Oh no, another Earth custom frightens our reader. I guess he has NEVER EVER SEEN A TELEGRAM IN A BOOK OR EVEN A GODDAMN MOVIE. There were more marginal notes that my poor scanning cut off, all possible meanings of these mysterious stops.
It must have been hard, growing up in that automat.
The stops spur our hero into an articulate, almost whining plea for comprehension.
"Why is he a dick? OH GOD, WHY? IF ONLY THERE WERE SOME BOOK FULL OF DEFINITIONS, INCLUDING ARCHAIC ONES, OF COMMON WORDS, MY QUESTION COULD BE ANSWERED!!1!"
This is not the last page by any means, but it's the last annotation. I believe at this point the reader either gave up his self-imposed footnotes, quit reading the book, or burst something vital in his brain.

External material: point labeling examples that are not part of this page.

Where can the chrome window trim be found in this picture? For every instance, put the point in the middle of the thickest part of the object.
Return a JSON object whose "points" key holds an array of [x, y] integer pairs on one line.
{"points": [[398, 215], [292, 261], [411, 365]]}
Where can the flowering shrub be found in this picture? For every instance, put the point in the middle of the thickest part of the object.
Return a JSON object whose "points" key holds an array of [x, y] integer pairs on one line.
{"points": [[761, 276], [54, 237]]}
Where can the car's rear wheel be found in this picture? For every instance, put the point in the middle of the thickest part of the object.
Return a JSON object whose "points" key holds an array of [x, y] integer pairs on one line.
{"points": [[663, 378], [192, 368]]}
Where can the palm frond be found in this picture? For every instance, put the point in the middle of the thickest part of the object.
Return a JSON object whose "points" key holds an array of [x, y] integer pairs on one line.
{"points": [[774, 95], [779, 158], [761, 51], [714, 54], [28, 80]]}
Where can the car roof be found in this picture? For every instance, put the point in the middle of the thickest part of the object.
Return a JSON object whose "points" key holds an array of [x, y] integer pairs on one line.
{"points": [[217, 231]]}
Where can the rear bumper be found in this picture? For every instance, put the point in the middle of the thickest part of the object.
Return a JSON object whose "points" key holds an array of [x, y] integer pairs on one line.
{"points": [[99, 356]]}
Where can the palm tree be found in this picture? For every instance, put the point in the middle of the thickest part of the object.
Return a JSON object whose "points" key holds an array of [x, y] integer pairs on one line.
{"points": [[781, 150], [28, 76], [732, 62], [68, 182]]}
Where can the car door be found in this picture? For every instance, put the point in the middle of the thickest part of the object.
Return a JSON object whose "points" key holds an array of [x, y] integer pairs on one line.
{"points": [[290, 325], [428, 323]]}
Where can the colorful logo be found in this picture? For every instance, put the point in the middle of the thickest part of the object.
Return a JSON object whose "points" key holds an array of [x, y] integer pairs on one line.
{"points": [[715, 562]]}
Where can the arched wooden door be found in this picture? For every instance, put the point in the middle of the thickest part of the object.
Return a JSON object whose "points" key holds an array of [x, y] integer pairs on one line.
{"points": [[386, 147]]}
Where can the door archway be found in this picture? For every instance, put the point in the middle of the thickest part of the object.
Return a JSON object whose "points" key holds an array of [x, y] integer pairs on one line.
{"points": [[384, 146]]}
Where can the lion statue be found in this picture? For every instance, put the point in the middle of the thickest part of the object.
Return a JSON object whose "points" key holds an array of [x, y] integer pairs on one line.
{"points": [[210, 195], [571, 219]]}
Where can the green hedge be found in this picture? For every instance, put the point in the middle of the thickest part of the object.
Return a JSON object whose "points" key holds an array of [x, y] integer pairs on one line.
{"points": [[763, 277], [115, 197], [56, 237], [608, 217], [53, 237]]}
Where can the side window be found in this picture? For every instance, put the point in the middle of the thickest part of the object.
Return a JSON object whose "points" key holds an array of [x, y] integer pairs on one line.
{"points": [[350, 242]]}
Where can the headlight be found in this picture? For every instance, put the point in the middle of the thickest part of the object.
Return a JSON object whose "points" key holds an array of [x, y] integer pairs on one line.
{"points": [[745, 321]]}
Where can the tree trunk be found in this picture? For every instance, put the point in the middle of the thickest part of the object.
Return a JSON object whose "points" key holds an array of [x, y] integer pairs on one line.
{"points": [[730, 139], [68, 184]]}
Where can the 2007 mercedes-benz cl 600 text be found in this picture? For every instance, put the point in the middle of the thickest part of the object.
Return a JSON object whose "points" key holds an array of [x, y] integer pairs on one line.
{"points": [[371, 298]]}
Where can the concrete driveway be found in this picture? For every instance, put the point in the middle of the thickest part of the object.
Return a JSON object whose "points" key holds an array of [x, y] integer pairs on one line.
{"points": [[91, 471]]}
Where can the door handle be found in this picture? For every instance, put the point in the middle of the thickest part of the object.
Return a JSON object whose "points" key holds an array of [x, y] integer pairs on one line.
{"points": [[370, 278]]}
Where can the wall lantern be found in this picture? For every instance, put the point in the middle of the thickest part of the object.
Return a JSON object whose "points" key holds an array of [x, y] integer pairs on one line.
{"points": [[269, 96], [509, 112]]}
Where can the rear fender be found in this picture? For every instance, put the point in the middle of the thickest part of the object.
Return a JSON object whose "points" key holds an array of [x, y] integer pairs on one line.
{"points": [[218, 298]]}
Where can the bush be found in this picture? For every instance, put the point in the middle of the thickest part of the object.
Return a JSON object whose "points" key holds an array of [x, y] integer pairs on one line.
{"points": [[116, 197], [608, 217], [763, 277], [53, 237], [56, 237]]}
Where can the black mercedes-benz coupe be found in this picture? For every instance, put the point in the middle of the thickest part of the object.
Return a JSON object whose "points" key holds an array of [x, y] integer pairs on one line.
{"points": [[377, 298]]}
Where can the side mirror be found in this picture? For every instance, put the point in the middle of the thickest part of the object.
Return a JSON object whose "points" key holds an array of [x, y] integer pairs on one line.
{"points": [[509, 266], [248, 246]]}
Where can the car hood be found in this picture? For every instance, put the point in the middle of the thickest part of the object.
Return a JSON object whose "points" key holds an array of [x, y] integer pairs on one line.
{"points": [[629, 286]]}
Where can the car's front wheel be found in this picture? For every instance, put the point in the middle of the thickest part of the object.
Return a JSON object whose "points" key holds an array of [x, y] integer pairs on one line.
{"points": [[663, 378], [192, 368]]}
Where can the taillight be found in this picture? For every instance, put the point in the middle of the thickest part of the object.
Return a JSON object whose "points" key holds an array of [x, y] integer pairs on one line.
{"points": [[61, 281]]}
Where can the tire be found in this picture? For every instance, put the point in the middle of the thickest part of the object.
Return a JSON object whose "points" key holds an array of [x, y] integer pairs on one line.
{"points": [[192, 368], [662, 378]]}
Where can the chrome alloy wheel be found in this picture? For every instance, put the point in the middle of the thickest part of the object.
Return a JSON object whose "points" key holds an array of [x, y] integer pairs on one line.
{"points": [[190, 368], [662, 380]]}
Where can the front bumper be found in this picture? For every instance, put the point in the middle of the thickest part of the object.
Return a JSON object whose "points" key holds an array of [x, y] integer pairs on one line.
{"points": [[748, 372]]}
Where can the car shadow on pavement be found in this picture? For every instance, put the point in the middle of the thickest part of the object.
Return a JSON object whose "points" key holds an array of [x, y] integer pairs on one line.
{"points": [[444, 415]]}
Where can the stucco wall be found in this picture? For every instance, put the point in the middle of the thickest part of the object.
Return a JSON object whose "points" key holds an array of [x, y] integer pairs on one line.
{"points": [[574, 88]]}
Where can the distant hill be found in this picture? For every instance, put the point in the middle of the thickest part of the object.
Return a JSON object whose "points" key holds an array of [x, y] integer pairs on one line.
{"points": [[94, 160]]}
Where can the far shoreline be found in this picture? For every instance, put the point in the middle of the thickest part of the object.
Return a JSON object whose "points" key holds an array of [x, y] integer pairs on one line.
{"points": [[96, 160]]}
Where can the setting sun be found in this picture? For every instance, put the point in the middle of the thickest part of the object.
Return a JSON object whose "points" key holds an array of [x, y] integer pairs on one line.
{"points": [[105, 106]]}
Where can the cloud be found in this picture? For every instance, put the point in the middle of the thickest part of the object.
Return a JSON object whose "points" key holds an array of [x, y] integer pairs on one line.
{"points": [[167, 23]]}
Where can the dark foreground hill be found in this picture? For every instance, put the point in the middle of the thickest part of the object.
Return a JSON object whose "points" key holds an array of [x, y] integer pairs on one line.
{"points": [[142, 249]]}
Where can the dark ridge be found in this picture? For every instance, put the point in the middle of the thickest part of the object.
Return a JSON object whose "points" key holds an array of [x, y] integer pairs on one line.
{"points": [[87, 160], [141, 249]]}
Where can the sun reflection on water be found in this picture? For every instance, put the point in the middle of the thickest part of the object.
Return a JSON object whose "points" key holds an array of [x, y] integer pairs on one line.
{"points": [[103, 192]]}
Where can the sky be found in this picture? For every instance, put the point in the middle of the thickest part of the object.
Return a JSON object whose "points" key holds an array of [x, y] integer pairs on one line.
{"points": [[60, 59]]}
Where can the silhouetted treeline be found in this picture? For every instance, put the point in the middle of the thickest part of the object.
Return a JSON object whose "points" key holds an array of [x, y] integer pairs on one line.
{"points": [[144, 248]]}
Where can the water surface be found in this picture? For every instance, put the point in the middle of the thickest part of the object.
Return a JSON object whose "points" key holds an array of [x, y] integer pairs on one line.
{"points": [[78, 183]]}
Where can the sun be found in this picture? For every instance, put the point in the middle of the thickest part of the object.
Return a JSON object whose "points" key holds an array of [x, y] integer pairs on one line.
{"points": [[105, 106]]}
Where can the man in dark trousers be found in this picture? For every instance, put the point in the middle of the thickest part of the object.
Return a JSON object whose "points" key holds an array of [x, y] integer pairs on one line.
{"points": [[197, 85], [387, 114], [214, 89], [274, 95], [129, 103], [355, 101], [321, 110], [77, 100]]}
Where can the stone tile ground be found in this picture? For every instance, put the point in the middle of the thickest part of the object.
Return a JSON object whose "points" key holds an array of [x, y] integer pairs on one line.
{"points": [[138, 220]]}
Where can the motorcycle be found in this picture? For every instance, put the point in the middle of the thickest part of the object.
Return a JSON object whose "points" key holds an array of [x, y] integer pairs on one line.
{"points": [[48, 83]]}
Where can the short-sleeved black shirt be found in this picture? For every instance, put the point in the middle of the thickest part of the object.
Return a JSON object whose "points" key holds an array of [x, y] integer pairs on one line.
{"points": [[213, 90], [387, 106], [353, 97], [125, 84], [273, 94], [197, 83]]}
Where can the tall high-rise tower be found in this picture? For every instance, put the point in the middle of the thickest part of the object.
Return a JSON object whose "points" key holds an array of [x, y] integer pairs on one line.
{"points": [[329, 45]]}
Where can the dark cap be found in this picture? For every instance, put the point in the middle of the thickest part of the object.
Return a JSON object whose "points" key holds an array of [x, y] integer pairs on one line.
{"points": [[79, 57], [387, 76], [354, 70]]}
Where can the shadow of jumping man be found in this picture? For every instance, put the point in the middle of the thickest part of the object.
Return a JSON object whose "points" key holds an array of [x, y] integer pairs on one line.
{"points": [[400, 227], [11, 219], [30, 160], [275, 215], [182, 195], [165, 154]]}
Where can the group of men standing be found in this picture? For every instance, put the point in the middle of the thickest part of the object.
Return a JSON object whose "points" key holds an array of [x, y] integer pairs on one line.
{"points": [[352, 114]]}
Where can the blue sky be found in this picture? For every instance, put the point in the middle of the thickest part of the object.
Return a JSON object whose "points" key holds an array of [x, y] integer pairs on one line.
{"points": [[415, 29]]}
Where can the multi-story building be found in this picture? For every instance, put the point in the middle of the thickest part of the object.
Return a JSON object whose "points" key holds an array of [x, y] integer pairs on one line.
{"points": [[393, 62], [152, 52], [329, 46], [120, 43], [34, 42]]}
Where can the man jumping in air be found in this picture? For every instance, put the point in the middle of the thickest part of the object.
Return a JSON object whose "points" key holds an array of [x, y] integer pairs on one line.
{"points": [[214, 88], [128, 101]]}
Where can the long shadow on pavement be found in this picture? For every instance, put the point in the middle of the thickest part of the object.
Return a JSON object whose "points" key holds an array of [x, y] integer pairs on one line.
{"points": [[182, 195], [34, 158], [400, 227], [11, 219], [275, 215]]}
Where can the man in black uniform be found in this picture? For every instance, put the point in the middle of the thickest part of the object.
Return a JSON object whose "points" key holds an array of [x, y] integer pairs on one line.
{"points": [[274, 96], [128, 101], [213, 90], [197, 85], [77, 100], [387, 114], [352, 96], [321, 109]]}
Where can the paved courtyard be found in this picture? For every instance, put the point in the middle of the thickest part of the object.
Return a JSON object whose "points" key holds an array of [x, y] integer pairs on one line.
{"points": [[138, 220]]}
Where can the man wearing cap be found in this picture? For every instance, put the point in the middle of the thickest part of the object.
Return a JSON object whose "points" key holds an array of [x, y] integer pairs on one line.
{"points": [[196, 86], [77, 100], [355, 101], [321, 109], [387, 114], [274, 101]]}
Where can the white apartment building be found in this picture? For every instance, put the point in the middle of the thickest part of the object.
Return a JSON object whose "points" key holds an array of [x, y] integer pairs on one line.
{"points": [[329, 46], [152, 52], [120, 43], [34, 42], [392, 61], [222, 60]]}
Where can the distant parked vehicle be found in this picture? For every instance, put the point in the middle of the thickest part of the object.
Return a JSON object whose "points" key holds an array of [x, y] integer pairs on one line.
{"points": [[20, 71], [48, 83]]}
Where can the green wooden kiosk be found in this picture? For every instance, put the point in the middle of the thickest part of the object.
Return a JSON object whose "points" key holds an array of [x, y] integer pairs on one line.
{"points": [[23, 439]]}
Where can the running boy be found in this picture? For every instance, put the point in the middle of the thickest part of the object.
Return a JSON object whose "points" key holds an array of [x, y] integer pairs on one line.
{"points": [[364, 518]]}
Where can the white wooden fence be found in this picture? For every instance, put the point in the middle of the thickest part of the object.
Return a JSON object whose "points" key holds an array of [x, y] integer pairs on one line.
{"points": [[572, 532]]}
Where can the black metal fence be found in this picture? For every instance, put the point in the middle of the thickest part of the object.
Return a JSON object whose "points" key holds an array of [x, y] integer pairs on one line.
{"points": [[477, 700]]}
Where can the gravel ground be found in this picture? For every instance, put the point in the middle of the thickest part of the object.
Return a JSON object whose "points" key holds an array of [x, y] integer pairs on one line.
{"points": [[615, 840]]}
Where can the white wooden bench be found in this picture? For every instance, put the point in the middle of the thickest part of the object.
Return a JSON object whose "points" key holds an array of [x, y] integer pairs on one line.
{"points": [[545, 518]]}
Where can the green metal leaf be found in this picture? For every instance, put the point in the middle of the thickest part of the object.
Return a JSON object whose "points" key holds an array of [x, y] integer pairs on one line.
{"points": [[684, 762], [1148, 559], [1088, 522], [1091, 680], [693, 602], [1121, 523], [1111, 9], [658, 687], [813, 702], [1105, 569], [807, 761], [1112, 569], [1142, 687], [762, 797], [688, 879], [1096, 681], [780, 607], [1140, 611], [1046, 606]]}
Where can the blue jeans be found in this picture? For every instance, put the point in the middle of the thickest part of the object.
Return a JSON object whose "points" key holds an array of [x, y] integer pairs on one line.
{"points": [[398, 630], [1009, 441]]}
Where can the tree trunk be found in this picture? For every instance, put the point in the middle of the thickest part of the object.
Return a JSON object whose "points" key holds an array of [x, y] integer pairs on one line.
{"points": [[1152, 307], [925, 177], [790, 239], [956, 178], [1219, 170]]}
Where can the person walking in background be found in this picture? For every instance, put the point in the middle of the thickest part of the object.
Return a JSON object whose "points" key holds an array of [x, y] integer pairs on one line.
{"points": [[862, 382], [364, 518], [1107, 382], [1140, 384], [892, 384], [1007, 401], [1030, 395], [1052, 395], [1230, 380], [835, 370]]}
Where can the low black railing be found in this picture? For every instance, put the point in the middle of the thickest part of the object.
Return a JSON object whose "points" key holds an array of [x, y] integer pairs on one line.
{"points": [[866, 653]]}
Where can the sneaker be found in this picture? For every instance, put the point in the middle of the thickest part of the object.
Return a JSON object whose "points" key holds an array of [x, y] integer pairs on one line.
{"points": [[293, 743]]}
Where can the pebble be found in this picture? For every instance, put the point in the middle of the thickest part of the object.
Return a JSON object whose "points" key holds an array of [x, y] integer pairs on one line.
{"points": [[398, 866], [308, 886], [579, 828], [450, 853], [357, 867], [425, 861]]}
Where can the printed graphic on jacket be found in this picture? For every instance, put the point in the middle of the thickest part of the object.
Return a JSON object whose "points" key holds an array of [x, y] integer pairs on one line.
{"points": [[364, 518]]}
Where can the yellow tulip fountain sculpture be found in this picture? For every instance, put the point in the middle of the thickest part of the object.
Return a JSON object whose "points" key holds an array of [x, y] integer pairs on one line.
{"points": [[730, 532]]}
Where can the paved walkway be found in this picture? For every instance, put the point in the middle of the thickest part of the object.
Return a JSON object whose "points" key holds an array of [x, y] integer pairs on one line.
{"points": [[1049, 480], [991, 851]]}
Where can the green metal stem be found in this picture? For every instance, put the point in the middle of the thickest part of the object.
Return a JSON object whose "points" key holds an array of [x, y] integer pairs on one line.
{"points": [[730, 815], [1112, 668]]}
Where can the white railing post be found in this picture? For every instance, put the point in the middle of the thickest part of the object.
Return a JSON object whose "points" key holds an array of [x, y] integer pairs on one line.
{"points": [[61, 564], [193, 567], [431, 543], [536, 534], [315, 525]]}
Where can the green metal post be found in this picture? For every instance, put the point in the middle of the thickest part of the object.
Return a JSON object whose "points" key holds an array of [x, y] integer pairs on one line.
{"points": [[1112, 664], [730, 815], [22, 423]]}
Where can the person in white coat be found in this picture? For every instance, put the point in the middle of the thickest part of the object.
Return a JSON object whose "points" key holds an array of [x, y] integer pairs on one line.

Judging by the lack of appropriate stains in the book, I don't have much hope for the last option.
Image stolen from Carol Lay
Also this update: stragglers from Ukulele Week.
I played these two songs on the ukulele I ordered for my father, just to test if it played okay. (It did.) I had a bad weekend, so they're both from the sappy end of David Byrne's song catalog.
I Know Sometimes a Man Is Wrong (1.24 MB)
A Long Time Ago (1.73 MB)
And then I thought my ukulele might get jealous, so I dragged it out and played Kraftwerk's The Model (769 KB). You will notice I played the song in almost a tenth of the time it takes those so-called Germans! Ha!